The message was sent in error? That's all there is to it? I got all worked up for nothing?
On the one hand, that response really popped my balloon; on the other hand, I'm glad that Amazon thinks everything is cool with their system, and that no one had been attacking my account. Maybe my issue helped them find a gap or bug somewhere in their system. I'll never know, and large companies like this aren't likely to disclose such issues. Amazon's customer service inquiry responses exhibit a strange kind of detached, unemotional character. I don't think this last one was a canned response, but it feels rather robotic, doesn't it?
And thus ends a rather large non-event. I still won't click on that link—my password is working fine, thank you.
It's clear that I go to extremes before accepting an unexpected email message as valid, but I make no apologies for my suspicions. If the rest of the emailing public were only half as suspicious, there would be fewer compromised personal identities and PCs in the world.
July 07, 2007
Internet Bandwidth is a Terrible Thing to WasteThe number of what I rate as "dictionary attacks" was consistently high this week, peaking at 11,125 attempts on one day, July 5, 2007. While I don't meticulously pore over each day's logs, I was curious to see if, as has happened in the past, this high level was due to a particular attacker. A couple of years ago, for example, there was a 10,000+ attack that reached my server in less than a minute from a Canadian IP address. A few months ago, I noticed that such attacks were more widely distributed across IP addresses, each attack consisting of, say, ten attempts at finding a valid username—presumably to avoid detection by servers smart enough to recognize the older, more massive type of attack.

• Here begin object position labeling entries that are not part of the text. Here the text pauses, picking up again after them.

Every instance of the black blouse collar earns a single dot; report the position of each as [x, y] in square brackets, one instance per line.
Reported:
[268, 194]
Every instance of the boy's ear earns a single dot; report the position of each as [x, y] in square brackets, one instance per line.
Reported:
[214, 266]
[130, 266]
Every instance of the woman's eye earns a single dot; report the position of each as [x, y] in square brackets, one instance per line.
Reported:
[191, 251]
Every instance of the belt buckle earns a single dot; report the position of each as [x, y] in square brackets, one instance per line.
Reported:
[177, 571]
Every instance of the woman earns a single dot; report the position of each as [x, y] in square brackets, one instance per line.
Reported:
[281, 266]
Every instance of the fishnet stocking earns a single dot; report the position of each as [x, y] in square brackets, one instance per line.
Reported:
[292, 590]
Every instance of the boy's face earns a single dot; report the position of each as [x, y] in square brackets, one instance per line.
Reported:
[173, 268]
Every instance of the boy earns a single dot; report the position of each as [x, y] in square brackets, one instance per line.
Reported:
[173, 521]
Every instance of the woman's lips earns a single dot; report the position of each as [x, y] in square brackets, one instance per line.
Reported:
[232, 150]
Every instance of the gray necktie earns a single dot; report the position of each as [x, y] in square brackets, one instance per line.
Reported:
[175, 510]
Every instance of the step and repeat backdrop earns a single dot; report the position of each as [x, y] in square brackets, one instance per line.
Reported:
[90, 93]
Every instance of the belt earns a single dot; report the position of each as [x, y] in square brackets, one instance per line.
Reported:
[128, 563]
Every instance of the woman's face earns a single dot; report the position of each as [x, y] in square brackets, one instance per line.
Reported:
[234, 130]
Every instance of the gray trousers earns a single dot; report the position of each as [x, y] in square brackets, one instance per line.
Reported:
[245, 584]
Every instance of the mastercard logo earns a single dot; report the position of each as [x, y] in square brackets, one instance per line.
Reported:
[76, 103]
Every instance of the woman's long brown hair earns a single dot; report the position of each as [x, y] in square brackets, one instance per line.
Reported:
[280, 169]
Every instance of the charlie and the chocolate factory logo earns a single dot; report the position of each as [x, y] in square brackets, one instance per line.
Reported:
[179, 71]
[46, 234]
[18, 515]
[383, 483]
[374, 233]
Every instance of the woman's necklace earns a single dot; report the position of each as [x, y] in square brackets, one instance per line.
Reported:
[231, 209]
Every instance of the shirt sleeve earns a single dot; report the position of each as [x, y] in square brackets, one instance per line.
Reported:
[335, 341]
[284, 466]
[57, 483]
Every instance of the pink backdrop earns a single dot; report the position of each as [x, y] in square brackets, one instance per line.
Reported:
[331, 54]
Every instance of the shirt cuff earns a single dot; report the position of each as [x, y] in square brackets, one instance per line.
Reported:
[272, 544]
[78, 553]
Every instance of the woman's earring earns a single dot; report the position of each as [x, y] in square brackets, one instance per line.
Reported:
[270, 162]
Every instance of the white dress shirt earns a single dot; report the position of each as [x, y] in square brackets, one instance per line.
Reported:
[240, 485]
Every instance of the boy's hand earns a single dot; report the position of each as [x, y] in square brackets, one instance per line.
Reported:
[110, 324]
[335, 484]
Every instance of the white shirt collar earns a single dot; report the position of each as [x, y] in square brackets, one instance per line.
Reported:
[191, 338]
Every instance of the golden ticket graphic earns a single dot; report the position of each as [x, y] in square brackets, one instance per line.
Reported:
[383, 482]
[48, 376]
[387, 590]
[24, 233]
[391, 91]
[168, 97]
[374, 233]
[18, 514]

So, I started looking through the log for the 11,125 attack day. Instead of finding big blocks of multiple username attempts with each connection, I found that by far most attempts involved a single username from a single connection from a single IP address, spread throughout the 24-hour period. There were often multiple attempts on the same user name from separate IP addresses.
This is clearly a sign of bot-net activity. To escape being singled out as a spam machine, the bots are instructed to try just one username at a domain at a time, and not too frequently at that. Instructing multiple bots to give it a go means that more than one zombie may try the same username. Thus, spread across a one-hour period, there were 55 attempts to send to the username (pulled at random from the log) veneersprolix from hijacked computers at 55 IP addresses from around the world.
Two points strike me about this observed behavior.
First, I have in this one day's log file, the IP addresses of thousands of compromised computers. If only there were the mechanisms and wills of ISPs to force the owners of these computers to start ridding their machines of their infections, I'd report them in an instant. As things stand, however, it's a waste of time. That makes me sad.
Second, the amount of Internet traffic spent on this type of botnet activity—in search of new, valid email addresses to spam, and then possibly infect their owners' machines—must be an enormous drain on the globe's Internet bandwidth resources. Although the criminals behind this activity aren't paying for that bandwidth, somebody is. Ultimately, it's you and me. And that makes me mad.